See Southern Regional Council.
The Virginia Council on Human Relations (VCHR) was one of twelve state Councils on Human Relations established by the Southern Regional Council of Atlanta, Georgia. Organized in 1955 as a nonpolitical, nondenominational, nonprofit, interracial organization, the VCHR used fact-finding, education, communication, negotiation, and persuasion to improve human relations in Virginia. The VCHR tried to prevent human relations conflicts and solve existing problems by organizing local residents in numerous communities. During the 1950s and 1960s the VCHR supported thirty-two local chapters. These local groups provided forums for community leaders and interested citizens to discuss methods of building better community relations and avoiding conflicts, tensions, and misunderstandings among the citizenry. Recognizing the importance of youth as future leaders, the VCHR also created several youth Councils on Human Relations as well as the Virginia College Council on Human Relations.

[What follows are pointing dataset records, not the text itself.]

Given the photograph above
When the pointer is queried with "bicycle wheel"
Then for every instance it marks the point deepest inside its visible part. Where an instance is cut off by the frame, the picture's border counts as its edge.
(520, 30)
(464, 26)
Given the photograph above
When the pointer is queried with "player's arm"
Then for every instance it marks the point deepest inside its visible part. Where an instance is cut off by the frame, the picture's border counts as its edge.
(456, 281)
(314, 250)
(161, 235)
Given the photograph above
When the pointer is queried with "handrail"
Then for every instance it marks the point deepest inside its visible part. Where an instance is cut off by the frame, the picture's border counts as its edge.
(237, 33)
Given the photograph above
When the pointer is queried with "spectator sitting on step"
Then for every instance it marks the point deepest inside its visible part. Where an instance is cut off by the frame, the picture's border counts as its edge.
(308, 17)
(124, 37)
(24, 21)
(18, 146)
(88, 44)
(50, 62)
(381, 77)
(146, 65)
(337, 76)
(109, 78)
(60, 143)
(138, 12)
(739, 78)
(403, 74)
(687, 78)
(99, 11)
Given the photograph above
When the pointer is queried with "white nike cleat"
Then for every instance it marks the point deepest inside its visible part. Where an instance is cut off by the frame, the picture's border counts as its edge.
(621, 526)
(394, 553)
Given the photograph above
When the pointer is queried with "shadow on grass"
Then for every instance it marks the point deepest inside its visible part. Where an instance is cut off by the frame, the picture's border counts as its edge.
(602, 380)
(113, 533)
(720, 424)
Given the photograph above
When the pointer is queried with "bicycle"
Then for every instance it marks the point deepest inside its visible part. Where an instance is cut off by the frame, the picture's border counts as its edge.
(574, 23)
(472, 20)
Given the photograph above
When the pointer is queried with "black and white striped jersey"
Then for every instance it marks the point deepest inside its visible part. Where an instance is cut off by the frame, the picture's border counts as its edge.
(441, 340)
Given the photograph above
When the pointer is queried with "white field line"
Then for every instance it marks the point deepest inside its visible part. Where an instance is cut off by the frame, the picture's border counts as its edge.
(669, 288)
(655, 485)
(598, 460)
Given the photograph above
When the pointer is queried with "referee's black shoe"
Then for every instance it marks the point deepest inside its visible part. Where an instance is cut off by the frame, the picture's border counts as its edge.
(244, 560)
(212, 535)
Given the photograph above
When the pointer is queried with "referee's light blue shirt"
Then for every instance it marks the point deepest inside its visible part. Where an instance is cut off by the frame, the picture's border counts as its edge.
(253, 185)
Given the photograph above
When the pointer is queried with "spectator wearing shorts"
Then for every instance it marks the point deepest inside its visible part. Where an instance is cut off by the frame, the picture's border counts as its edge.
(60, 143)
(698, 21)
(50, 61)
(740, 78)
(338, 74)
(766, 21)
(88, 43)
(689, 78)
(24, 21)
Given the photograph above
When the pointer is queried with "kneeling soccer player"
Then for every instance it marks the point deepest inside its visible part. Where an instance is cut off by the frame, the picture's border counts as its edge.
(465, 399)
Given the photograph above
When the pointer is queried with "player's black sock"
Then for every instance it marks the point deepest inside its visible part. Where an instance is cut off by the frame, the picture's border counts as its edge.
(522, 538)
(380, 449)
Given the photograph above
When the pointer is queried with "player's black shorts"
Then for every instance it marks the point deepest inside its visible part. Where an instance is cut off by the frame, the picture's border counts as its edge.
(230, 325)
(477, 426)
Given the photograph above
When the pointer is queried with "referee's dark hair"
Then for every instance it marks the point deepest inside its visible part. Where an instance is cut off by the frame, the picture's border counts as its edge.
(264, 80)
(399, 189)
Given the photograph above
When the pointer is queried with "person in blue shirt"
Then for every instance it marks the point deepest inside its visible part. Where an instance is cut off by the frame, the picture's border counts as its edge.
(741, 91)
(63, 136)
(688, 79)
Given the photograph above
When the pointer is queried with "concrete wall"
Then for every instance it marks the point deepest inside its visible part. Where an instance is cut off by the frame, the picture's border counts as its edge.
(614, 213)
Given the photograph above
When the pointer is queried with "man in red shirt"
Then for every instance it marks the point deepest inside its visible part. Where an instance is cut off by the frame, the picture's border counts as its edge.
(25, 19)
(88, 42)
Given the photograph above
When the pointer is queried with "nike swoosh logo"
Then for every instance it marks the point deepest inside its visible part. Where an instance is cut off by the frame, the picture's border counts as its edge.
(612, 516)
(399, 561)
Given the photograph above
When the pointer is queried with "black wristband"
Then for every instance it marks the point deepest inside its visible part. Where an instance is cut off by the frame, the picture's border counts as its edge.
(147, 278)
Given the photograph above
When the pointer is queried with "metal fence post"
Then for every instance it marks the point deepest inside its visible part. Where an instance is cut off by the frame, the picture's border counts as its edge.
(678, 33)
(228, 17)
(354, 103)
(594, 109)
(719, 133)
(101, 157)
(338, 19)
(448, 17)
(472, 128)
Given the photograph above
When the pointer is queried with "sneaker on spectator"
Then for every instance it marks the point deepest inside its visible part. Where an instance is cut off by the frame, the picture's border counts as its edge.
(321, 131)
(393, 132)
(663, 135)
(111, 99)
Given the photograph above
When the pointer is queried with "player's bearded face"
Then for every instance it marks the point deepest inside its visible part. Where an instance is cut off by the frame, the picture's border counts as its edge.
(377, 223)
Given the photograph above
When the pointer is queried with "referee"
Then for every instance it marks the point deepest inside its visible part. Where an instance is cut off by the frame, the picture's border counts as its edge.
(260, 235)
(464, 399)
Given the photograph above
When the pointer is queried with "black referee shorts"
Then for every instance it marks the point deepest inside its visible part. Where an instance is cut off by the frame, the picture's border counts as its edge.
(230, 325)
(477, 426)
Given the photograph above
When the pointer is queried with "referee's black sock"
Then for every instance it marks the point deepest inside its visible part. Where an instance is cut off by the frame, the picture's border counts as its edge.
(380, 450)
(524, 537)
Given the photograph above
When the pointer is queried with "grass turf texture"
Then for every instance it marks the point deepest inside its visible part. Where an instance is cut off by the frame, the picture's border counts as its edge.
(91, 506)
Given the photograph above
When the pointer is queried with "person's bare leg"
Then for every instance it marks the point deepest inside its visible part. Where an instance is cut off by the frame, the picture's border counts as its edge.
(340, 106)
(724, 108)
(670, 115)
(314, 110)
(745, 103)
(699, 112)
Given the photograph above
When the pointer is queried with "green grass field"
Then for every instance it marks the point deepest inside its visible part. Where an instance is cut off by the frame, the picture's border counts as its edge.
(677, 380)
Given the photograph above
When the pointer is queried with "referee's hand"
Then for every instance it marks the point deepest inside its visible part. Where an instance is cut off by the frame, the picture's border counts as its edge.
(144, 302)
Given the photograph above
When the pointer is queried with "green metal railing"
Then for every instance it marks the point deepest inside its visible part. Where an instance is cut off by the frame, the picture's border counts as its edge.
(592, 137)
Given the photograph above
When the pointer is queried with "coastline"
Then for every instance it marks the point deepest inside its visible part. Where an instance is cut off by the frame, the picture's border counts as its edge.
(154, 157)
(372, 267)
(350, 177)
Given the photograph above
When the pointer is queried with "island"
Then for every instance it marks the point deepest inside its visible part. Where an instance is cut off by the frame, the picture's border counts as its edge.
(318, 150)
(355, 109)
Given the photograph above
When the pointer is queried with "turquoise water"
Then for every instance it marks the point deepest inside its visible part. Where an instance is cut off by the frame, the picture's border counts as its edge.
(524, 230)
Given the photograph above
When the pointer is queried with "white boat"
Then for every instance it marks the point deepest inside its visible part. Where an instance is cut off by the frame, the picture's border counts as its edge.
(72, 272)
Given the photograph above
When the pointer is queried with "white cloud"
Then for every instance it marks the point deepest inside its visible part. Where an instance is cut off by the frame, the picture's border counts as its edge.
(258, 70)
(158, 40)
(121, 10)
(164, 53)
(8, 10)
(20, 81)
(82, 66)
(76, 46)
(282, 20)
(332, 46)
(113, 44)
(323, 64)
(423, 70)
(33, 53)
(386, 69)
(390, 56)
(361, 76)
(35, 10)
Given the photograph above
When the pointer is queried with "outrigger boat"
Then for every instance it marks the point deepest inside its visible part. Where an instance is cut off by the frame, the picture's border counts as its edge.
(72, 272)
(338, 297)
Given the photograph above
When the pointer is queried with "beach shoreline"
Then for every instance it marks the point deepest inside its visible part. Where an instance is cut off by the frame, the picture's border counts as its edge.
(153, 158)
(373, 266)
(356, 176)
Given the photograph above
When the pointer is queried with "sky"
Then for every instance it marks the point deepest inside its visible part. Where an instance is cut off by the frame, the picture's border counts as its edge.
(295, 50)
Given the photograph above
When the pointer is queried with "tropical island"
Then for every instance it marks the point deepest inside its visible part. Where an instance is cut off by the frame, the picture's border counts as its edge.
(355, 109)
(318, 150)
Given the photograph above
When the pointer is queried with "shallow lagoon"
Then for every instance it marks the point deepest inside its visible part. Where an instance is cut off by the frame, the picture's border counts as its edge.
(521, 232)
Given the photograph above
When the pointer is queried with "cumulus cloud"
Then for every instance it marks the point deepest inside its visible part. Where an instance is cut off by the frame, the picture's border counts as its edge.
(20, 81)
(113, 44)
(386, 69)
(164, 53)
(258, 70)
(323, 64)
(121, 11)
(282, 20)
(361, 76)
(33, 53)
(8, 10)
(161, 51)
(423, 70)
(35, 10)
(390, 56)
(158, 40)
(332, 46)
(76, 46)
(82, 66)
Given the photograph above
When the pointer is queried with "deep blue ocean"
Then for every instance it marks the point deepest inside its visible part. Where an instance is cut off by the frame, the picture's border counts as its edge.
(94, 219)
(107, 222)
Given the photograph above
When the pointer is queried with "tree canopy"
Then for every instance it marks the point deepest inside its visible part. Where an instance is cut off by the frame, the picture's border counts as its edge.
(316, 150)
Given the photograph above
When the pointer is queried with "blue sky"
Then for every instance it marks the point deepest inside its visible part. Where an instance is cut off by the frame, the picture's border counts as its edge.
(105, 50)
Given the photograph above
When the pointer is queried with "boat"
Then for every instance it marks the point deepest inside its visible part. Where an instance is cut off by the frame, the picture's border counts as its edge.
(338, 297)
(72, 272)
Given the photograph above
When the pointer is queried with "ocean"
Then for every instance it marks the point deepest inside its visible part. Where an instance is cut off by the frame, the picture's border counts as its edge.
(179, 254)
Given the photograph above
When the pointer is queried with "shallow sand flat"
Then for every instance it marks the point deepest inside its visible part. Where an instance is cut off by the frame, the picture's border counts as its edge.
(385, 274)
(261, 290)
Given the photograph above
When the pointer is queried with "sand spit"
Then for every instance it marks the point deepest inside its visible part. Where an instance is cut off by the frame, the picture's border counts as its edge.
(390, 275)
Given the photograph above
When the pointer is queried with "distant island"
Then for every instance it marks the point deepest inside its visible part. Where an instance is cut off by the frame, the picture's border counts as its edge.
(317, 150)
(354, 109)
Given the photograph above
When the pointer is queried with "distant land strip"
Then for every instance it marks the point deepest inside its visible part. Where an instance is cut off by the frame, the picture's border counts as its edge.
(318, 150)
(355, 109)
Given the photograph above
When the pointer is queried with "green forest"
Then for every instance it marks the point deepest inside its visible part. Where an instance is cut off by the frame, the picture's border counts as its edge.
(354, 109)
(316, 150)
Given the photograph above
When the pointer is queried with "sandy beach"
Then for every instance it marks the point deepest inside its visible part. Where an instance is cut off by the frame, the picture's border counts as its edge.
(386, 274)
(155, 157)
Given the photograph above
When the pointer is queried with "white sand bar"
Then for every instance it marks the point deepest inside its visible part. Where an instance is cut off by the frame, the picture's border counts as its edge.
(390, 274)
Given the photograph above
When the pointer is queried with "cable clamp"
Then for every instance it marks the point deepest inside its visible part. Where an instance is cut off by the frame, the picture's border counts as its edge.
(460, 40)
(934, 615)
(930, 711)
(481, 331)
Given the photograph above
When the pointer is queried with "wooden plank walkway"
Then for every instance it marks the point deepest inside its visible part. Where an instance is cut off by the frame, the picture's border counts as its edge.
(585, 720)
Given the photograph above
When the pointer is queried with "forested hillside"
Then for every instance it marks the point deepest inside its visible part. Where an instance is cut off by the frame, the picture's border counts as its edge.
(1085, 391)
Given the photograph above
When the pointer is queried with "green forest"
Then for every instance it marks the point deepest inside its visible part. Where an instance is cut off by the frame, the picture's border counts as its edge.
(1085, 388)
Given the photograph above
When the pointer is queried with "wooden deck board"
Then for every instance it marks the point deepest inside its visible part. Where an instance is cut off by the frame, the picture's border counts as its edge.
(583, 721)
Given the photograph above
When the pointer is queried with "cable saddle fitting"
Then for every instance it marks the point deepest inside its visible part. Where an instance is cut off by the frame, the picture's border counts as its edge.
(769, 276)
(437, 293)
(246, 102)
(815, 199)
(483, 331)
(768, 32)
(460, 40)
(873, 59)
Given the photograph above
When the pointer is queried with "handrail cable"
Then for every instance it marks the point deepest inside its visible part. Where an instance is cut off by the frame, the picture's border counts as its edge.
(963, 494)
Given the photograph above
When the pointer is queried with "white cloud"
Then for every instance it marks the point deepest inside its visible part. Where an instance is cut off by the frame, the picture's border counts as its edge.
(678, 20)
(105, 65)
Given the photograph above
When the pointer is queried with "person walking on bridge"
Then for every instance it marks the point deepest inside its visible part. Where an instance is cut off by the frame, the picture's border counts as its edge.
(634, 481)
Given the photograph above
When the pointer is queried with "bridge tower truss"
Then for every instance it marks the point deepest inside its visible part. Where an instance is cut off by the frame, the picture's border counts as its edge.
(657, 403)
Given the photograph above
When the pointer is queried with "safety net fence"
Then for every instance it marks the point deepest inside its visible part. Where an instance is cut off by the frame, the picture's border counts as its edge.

As an advocate of equal employment opportunity, the VCHR was instrumental in convincing Virginian businesses to adhere to a policy of employment based on merit. This resulted in 1963 in the establishment of the Virginia Equal Job Opportunity Bureau (VEJOB). Funded by a grant from the Field Foundation, the VEJOB was a private, nonprofit consulting service for Virginian businessmen who wanted to comply with federal requirements for equal employment opportunities. The VCHR was also committed to equal opportunity in public accommodation, housing, transportation, health, and law enforcement, and it supported school desegregation, antipoverty programs, and voter registration projects. The council ceased to function during the 1960s.
Kimberly E. Nichols
The Visions Foundation, founded in 1983, seeks to increase awareness of and educate the public about the contributions of African Americans to American culture. Supported by the Smithsonian Institution, the foundation publishes a monthly magazine, American Visions: The Magazine of Afro-American Culture, which explores the uniqueness of the African American experience. The foundation also supports the publication of books, including local and national guides to places of historic and cultural interest with African American ties. The foundation is headquartered in Washington, D.C., and has currently approximately 60,000 members.